Sunday, April 22, 2018

Sermon: Jubilate (Easter 4) - 2018




22 April 2018

Text: John 10:11-16 (Ezek 34:11-16, 1 Pet 2:21-25)

In the name of + Jesus.  Amen.

Christ is risen!  He is risen indeed!  Alleluia!

Our Lord Jesus Christ died on the cross, was buried, and rose again.  For forty days, He appeared and preached and taught.  He baffled the authorities and filled the disciples with courage.  But this period of mentoring is drawing to a close.  The Lord will soon ascend to the Father, and “in a little while,” the Church will not see Him. 

At least not in the same way.

He will no longer walk and talk and eat with the disciples.  When they want to speak to Him, they will pray.  When they want to hear His Word, they will read the scriptures in the assembly.  When they want to hear His forgiveness, they will declare it in His name.  And when they wish to experience Him in the flesh, it will be through the Lord’s Supper.

And after a “little while,” says our Lord, we will see Him again.  He will return to turn our sorrow into joy: the sorrow of the fallenness of this world, to be changed into the joy of a new heaven and a new earth.

We wait for Him to return, dear friends, even as the angels told the disciples as they watched Him ascend into the heavens that He would indeed return.

This return, dear friends, is when we will see Him again, and when our “hearts will rejoice.”  It will be a “little while.”  Indeed, a “little while longer.”

But how impatient we are!  Instead of keeping our eyes on the prize of the promise, we wallow in self-pity and complaint of the cross.  We watch the world rejoice at our pain, our misery, our abuse – and we are indeed sorrowful.  We are often defeated in this hateful culture – by people who lie about us, about our faith, about our Savior, by people in power who abuse that authority given them from above, using that power to coerce, to torture, to curtail the liberties of our brothers and sisters around the world, and even here in our own country.

We are watching the world decay into not merely madness, but into a seething rage, a scapegoating our people in ways not seen since the days of the maniacal emperors of Rome.

St.
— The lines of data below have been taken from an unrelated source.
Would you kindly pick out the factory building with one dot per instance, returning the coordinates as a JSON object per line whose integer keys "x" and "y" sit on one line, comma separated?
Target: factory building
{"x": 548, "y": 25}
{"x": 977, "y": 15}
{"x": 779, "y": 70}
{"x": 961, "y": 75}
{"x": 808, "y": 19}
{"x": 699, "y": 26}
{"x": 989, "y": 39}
Peter bids us to endure the privations placed upon us by emperors and Supreme Courts.  And when we are treated unjustly and yet endure the sorrows, “this is a gracious thing.”  Our forbearance in this fallen and violent world is a confession of faith – faith in something better to come.  We don’t have to overthrow the empire, for Jesus did that very thing, bringing the emperor Constantine to the faith without firing a single arrow, without rising up in mutiny, without living by the sword, which certainly means to die by the sword.

Our suffering is not a small thing, nor is our suffering in vain.  “So also,” says our Lord, “you have sorrow now, but I will see you again and your hearts will rejoice, and no-one will take your joy away from you” – no one, dear friends, not a mentally unstable emperor, not a crooked court, not a culture of death, not swarms of people filled with hatred and rage, not Communists, not Nazis, not secularists, not even our own sinful flesh – will take our joy from us.

The Lord compares this “little while” of weeping and lamenting to the “anguish” of giving birth.  Labor pains and birth pangs are excruciating, but when they are over, they are over.  And instead of haunting memories of agony, there is rather “joy that a human being has been born into this world.”

Our Lord teaches us that our burdens and crosses that plague us, that beat us down, that wear us out in body and in mind, the things that vex us, perplex us, anger us, hurt us, and seem to have no end – will indeed one great day come to a screeching halt, never to be repeated again. 

We live for this great day, dear friends!  And it is the promise of this New Day that empowers us to survive and to endure the present days of suffering and strife, the time of the cross.  For we know that after Good Friday comes Easter.  And we know that the Lord goes away for a “little while,” and we know that we will see Him again. 
We know that “He does not faint or grow weary; His understanding is unsearchable.”  But what’s more, “He gives power to the faint, and to him who has no might, he increases strength.  Even youths shall faint and be weary, and young men shall fall exhausted; but they who wait for the Lord shall renew their strength; they shall mount up with wings like eagles; they shall run and not be weary; they shall walk and not faint.”

So, dear friends, let us not be puzzled like the disciples were, wanting to ask Him but perhaps afraid.  Let us pray fervently for His return, for our suffering to end, for the birth pangs of the fallen world to be replaced by a new and greater world, and above all, let us rejoice that a human being has been born into the world, a unique Human Being who is truly human, bearing completely the image and likeness of God, for He is God, even Jesus Christ our Lord, the man of sorrows whose suffering won true joy for us.

Let us yearn for that great and wondrous day when He will see us again, and our hearts will rejoice, and no one will take our joy from us!  Amen.

Christ is risen!  He is risen indeed!  Alleluia!

In the name of the Father and of the + Son and of the Holy Spirit.  Amen.